Rayne Fisher-Quann on how she made it happen

(Photo: Riele Downs)
(Photo: Riele Downs)

Name: Rayne Fisher-Quann

Job title: Co-Founder, Students Say No; activist and public speaker

Age: 18

From: Toronto

Currently lives in: Vancouver

Education: First year in the faculty of science, University of British Columbia

On September 21, 2018, thousands of Ontario high school students walked out of class to protest changes to the sex-ed curriculum put forth by Premier Doug Ford’s Conservative government. The walkout brought students to the streets, to Queen’s Park in Toronto (home of the provincial government)—and thrust one particular 17-year-old into the spotlight.

Rayne Fisher-Quann, who organized the walkout along with Indygo Arscott (who started the Decolonize Canadian Schools movement), has always been political, but planning a province-wide student walkout was something she’d never imagined doing. “I’ve always felt the need to fight for what I think is right, but when it came to the sex-ed issue, it was the first time that I’d ever felt a fire within me,” she says. “It sounds so cheesy, but it’s true! I think that to be an activist, you have to feel so strongly about the issue that it would destroy you if you didn’t do anything. That’s definitely how I felt—like inaction was a physical impossibility.”
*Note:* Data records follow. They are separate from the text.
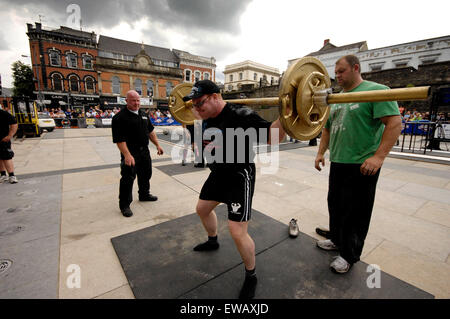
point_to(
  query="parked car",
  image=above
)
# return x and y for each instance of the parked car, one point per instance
(46, 122)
This past August, Ford rolled out the “new” 2019 curriculum, which, to the surprise of many, looks a lot like the 2015 version he’d been trying to get rid of. How did that make Fisher-Quann feel? “All the things they threatened to remove—same-sex relationships, consent, gender identity (although that was pushed back, which is the major problem with the curriculum) and more—were all kept in large part because of the actions of thousands of young people across the province,” she says. “People constantly tell young people that we don’t matter, that we should wait until we’re older and more experienced before we try to be heard. We ignored them, and we won. It’s surreal.”

Becoming the media face of a provincial protest was not without its challenges—trolls, threats, anxiety and depression are just some of the things Fisher-Quann experienced. For all her strength and confidence, she was still a high school junior trying to make it to graduation. “It was a huge adjustment,” she recalls. “Learning to take criticism, to educate myself, to continue to check my privilege and to recognize my blind spots was tough and something I’ll probably keep trying to improve for my whole life. Getting anonymous threats and trolling is easy; getting called out and realizing you really need to improve is a lot harder.” That’s something adults three times Fisher-Quann’s age haven’t figured out.

Currently enrolled at UBC, Fisher-Quann is taking a break from public-protest life to focus on her studies. But she has advice for teenagers who want to get involved. “Start going to protests, talk to your friends about things you care about, start a social-justice club or do a presentation in class—you don’t have to go viral to make a difference,” she says. “Find something you care about, and don’t stop talking about it until people listen to you. You deserve to be heard.”